3. Saisi sur le fondement de l’article L. 521-3 du code de justice administrative d’une demande qui n’est pas manifestement insusceptible de se rattacher à un litige relevant de la compétence du juge administratif, le juge des référés peut prescrire à des fins conservatoires ou à titre provisoire, toutes mesures que l’urgence justifie, notamment sous forme d’injonctions adressées à l’administration, à la condition que ces mesures soient utiles et ne se heurtent à aucune contestation sérieuse. S’agissant de la condition d’urgence à laquelle est notamment subordonné le prononcé des mesures mentionnées à l’article L. 521-3, il appartient au juge des référés d’apprécier concrètement, compte tenu des justifications fournies par le requérant, si la situation portée à sa connaissance est de nature à porter un préjudice suffisamment grave et immédiat à un intérêt public, à la situation du requérant ou aux intérêts qu’il entend défendre. En raison du caractère subsidiaire du référé régi par l’article L. 521-3, le juge saisi sur ce fondement ne peut prescrire les mesures qui lui sont demandées lorsque leurs effets pourraient être obtenus par les procédures de référé régies par les articles L. 521-1 et L. 521-2. Enfin, il ne saurait faire obstacle à l’exécution d’une décision administrative, même celle refusant la mesure demandée, à moins qu’il ne s’agisse de prévenir un péril grave.
4. Eu égard aux conséquences qu’a sur la situation d’un étranger, notamment sur son droit à se maintenir en France et, dans certains cas, à y travailler, la détention du récépissé qui lui est en principe remis après l’enregistrement de sa demande et au droit qu’il a de voir sa situation examinée au regard des dispositions relatives au séjour des étrangers en France, il incombe à l’autorité administrative, après lui avoir fixé un rendez-vous, de le recevoir en préfecture et, si son dossier est complet, de procéder à l’enregistrement de sa demande, dans un délai raisonnable.

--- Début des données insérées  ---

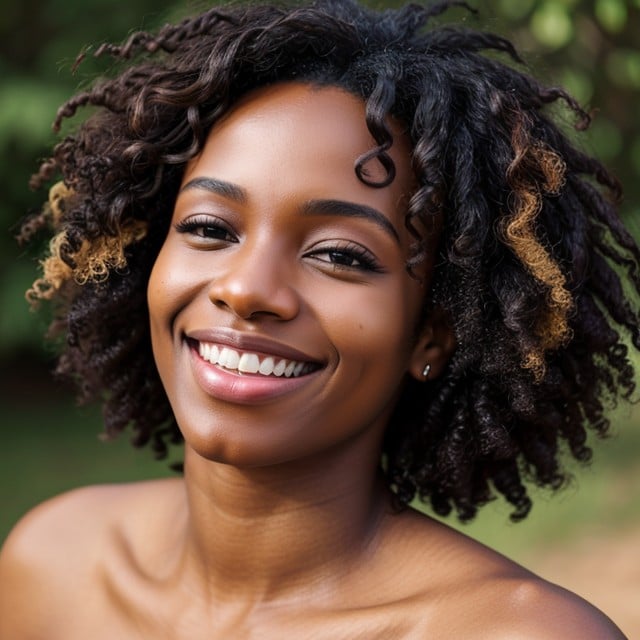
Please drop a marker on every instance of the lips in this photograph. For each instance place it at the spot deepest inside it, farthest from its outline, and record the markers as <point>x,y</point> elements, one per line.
<point>253,363</point>
<point>243,368</point>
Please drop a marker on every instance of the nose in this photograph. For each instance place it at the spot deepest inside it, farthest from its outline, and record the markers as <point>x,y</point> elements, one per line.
<point>256,282</point>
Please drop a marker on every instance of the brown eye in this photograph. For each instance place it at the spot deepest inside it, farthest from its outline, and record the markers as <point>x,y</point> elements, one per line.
<point>206,228</point>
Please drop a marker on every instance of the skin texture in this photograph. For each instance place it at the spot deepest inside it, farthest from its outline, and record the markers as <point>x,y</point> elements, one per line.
<point>281,527</point>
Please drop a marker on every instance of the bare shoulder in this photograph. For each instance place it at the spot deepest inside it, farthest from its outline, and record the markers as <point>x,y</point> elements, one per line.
<point>57,551</point>
<point>532,608</point>
<point>470,591</point>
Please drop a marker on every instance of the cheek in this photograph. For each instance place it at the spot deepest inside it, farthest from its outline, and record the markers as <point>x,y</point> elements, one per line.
<point>374,328</point>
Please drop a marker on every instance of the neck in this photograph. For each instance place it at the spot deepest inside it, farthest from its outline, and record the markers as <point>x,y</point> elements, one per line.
<point>272,532</point>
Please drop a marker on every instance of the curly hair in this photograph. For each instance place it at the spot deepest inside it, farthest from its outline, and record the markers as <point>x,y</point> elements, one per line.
<point>534,268</point>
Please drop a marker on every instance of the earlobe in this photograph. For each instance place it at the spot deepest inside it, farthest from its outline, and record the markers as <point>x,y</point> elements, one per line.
<point>434,346</point>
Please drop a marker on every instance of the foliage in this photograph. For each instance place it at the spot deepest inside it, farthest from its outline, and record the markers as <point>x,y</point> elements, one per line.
<point>589,46</point>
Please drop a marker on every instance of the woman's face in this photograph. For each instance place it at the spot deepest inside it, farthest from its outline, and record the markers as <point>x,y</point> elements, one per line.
<point>282,316</point>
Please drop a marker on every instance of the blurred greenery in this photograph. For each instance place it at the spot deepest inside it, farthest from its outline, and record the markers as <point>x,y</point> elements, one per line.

5. Il résulte de l’instruction que Mme B réside en France depuis janvier 2020. Or, cette dernière n’établit avoir commencé à effectuer des démarches pour déposer sa demande de titre de séjour qu’à compter du mois d’octobre 2024, soit plus de trois ans après son entrée sur le territoire français, alors qu’elle n’établit ni même n’allègue avoir été dans l’impossibilité de déposer une demande de titre de séjour depuis son entrée en France. Elle doit ainsi être regardée comme s’étant elle-même placée dans la situation d’urgence qu’elle invoque. Par suite, la condition d’urgence à laquelle les dispositions de l’article L. 521-3 du code de justice administrative subordonnent le prononcé des mesures sollicitées par l’intéressée n’est pas remplie.
6. Il résulte de ce qui précède que la requête de Mme B doit être rejetée, en toutes ses conclusions, en application des dispositions précitées de l’article L. 522-3 du code de justice administrative.
O R D O N N E :
Article 1er : La requête de Mme B est rejetée.
Article 2 : Le présente ordonnance sera notifiée à Mme A B et au ministre de l’intérieur.
Copie en sera adressée au préfet de la Seine-Saint-Denis.
Fait à Montreuil, le 5 février 2025.
Le juge des référés,
L. Gauchard
La République mande et ordonne au ministre de l’intérieur en ce qui le concerne ou à tous commissaires de justice à ce requis en ce qui concerne les voies de droit commun contre les parties privées, de pourvoir à l’exécution de la présente décision.